Hong Kong Epoch Times Staffer: Police Threatened to Send Me to Mainland for Organ Harvesting

Hong Kong Epoch Times Staffer: Police Threatened to Send Me to Mainland for Organ Harvesting
Riot police run on a street toward pedestrians during a crowd control operation at a demonstration in Hong Kong, on July 1, 2020. (Anthony Kwan/Getty Images)
Eva Fu
7/6/2020
Updated:
8/25/2020

An Epoch Times distribution worker who was arrested in Hong Kong while spreading promotional material during a recent protest says a police officer threatened to send her to mainland China and have her “organs harvested alive.”

Chen Xiaojuan is one of four Epoch Times personnel who was arrested on July 1 in Hong Kong’s Causeway Bay area.

Thousands of Hongkongers had poured into the streets to protest the new national security law that Beijing imposed on the eve of the 23rd anniversary of the city’s transfer of sovereignty to China from UK rule. The four workers were trapped behind police cordons along with protesters before being taken separately into police custody at the North Point Police Station.

While they were released on bail on July 2, their phones were confiscated.

After her release, Chen said a male officer made the threat after she refused to change into a police-issued outfit and removed a shirt that a female officer tried three times to put over her head.

“You don’t sign your names, nor do you wear the [police-issued] clothes. How about we send you to mainland China and have your organs harvested alive?” Chen recalled the officer telling her.

Chen said the officer’s remark, and the implied endorsement of state-sanctioned organ harvesting, left her in tears, since she previously learned about allegations that the Chinese regime harvested organs from prisoners of conscience for use in transplant surgery.

In July 2019, a London-based independent people’s tribunal, after hearing testimony from more than 50 witnesses, concluded beyond a reasonable doubt that state-sanctioned organ harvesting has taken place in China for years “on a significant scale,” and continues today. The tribunal also stated that the main source of organs were adherents of the persecuted spiritual group Falun Gong; thousands of adherents have been arrested and detained in China’s prisons, labor camps, and brainwashing centers since 1999.

Since 2015, the Chinese regime has claimed that all organs for transplant surgeries are sourced from voluntary donations. But a 2019 study, published in BMC Medical Ethics, found that China’s organ donation numbers conform “almost precisely to a mathematical formula,” suggesting they likely have been falsified.

The allegations have drawn scrutiny internationally, with Belgium and Austria being the latest countries to draft resolutions to combat such abuse.

Chen wonders whether Hong Kong police have actually sent anyone back.

“Do you all agree with organ harvesting? It’s such an evil thing,” she said in response to the officer, who didn’t reply. She continued to resist wearing the uniform, despite the threats.

“I told them I didn’t do anything wrong,” Chen said. “They arrested me and put me in police custody, so they are at fault.”

The Hong Kong police didn’t immediately return a request by The Epoch Times for comment.

The following day, a female officer—whom Chen observed to be more senior in rank—insisted that Chen couldn’t use the restroom without wearing the uniform. When Chen tried to explain why she didn’t wish to wear it, the officer appeared agitated, and said she was “about to join the Chinese Communist Party.”

Eventually, the officer relented.

Zhang Yan, another Hong Kong Epoch Times worker who was arrested the same day, was handing out promotional materials a day earlier at the Prince Edward metro station, when a police officer warned twice, without explanation, that “this would be the last time” her actions would be allowed.

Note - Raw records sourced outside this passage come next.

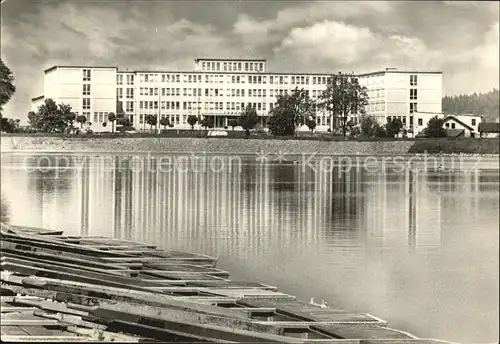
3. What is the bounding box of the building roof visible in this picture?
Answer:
[443,116,474,131]
[118,70,335,77]
[413,111,483,118]
[479,122,500,133]
[194,57,266,62]
[445,129,465,137]
[31,95,45,102]
[357,68,443,76]
[43,65,118,73]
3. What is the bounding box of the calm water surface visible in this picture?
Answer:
[1,154,499,342]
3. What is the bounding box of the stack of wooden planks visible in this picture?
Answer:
[1,224,458,344]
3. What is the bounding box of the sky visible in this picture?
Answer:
[0,0,499,118]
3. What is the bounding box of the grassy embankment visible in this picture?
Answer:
[408,138,500,154]
[2,131,500,155]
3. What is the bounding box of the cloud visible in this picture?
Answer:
[1,0,499,117]
[233,1,394,46]
[274,21,378,65]
[274,21,436,73]
[443,22,500,94]
[2,2,239,118]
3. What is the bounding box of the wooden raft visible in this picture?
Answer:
[1,224,458,344]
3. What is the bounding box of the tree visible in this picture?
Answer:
[108,112,116,133]
[227,119,239,130]
[306,118,316,131]
[59,104,76,132]
[116,118,132,127]
[268,88,316,135]
[76,115,87,128]
[160,117,170,129]
[28,98,73,133]
[424,116,446,137]
[0,58,16,113]
[238,105,258,137]
[385,118,403,137]
[318,73,368,136]
[360,115,380,138]
[442,89,500,122]
[187,115,198,130]
[28,111,40,129]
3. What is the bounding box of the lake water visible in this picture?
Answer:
[1,154,499,342]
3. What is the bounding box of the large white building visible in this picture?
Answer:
[32,58,442,131]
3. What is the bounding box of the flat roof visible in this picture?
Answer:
[118,70,335,76]
[44,65,443,77]
[357,69,443,76]
[43,65,118,73]
[194,57,267,62]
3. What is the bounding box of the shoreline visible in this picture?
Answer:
[1,136,499,157]
[1,223,458,344]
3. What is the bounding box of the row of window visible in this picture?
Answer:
[94,112,108,123]
[132,73,336,85]
[366,88,385,99]
[410,88,418,100]
[134,87,304,98]
[410,74,418,86]
[139,101,273,111]
[365,102,385,112]
[116,74,134,85]
[138,113,183,124]
[116,88,134,99]
[83,69,91,81]
[201,61,264,72]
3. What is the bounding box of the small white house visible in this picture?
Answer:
[413,112,482,136]
[479,120,500,138]
[443,116,479,137]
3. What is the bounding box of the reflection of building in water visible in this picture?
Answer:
[435,170,499,249]
[364,170,442,249]
[72,157,477,258]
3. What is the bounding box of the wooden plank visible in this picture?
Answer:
[310,324,416,339]
[18,325,61,336]
[2,234,135,257]
[2,319,59,326]
[36,310,107,330]
[139,270,225,281]
[89,303,297,343]
[0,306,36,313]
[1,247,133,270]
[207,288,296,301]
[2,333,102,343]
[102,320,236,343]
[100,251,215,264]
[16,300,88,316]
[0,324,28,341]
[2,240,132,269]
[1,260,168,290]
[11,277,268,317]
[1,254,137,277]
[237,298,386,325]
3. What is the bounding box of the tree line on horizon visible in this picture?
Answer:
[0,58,499,137]
[442,89,500,122]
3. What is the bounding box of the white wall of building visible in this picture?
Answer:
[413,112,482,136]
[33,59,442,131]
[31,97,45,112]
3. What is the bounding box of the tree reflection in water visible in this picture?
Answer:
[0,195,10,223]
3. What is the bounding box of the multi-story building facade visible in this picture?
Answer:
[32,58,442,131]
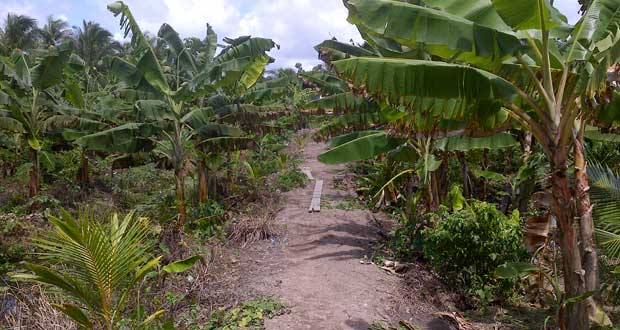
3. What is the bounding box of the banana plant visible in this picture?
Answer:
[77,1,275,243]
[0,42,72,197]
[332,0,620,329]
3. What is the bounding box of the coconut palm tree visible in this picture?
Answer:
[324,0,620,329]
[37,15,71,47]
[0,13,37,54]
[73,21,121,68]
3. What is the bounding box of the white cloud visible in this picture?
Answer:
[0,0,579,69]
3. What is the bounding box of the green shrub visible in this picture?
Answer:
[423,200,524,300]
[276,169,308,191]
[189,200,226,241]
[203,298,286,330]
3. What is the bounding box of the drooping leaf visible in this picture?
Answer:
[435,133,519,151]
[495,262,540,279]
[346,0,521,58]
[334,57,517,101]
[157,23,197,73]
[319,132,403,164]
[108,1,170,95]
[30,42,73,91]
[75,123,160,153]
[492,0,567,30]
[163,255,202,273]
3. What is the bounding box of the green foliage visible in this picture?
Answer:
[276,169,309,191]
[423,200,524,300]
[189,199,226,240]
[14,211,160,329]
[203,298,286,330]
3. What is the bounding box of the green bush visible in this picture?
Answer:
[423,200,524,300]
[276,169,308,191]
[203,298,286,330]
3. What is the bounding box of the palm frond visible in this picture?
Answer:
[28,211,159,322]
[588,163,620,258]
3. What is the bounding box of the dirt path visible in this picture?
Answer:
[266,142,400,330]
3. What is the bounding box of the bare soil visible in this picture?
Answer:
[241,142,460,330]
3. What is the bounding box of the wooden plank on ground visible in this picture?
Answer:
[308,180,323,213]
[301,167,314,180]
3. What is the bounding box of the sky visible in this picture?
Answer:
[0,0,579,69]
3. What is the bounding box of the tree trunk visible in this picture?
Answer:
[574,129,607,323]
[77,150,90,187]
[175,173,187,227]
[551,163,589,330]
[198,159,209,204]
[28,149,41,198]
[456,151,472,198]
[521,132,532,163]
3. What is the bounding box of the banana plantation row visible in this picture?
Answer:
[0,0,620,329]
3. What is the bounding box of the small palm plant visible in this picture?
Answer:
[13,210,198,329]
[588,163,620,303]
[588,163,620,259]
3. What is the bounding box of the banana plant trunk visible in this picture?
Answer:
[574,125,606,322]
[77,150,90,187]
[174,170,187,227]
[551,162,589,330]
[198,158,209,204]
[28,149,41,198]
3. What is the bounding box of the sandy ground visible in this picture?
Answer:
[245,142,458,330]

“I thought ... Are they going to change their attitudes toward our Epoch Times distribution personnel after July 1? And they did.” Zhang said, referring to the first day the law was in effect.

The four are due to report back to the police station on Aug. 4.

While concerned for their own safety, Zhang and Chen say they will keep doing their jobs so the public has access to diverse perspectives.

“A lot of Hong Kong media have been controlled by the Chinese Communist Party,” Zhang said. “If people miss out on the voice from the other side, and only receive the Party’s propaganda, the brainwashing will change them gradually just like in the mainland ... and Hong Kong will become just another Chinese city.

“Someone has to do it,” she added.

The Hong Kong edition of The Epoch Times has condemned the police for indiscriminate arrests and the threat that such actions pose to the city’s press freedom and freedom of speech. In a statement, the bureau also vowed to continue reporting on the truth and defending Hongkongers’ rights to be informed.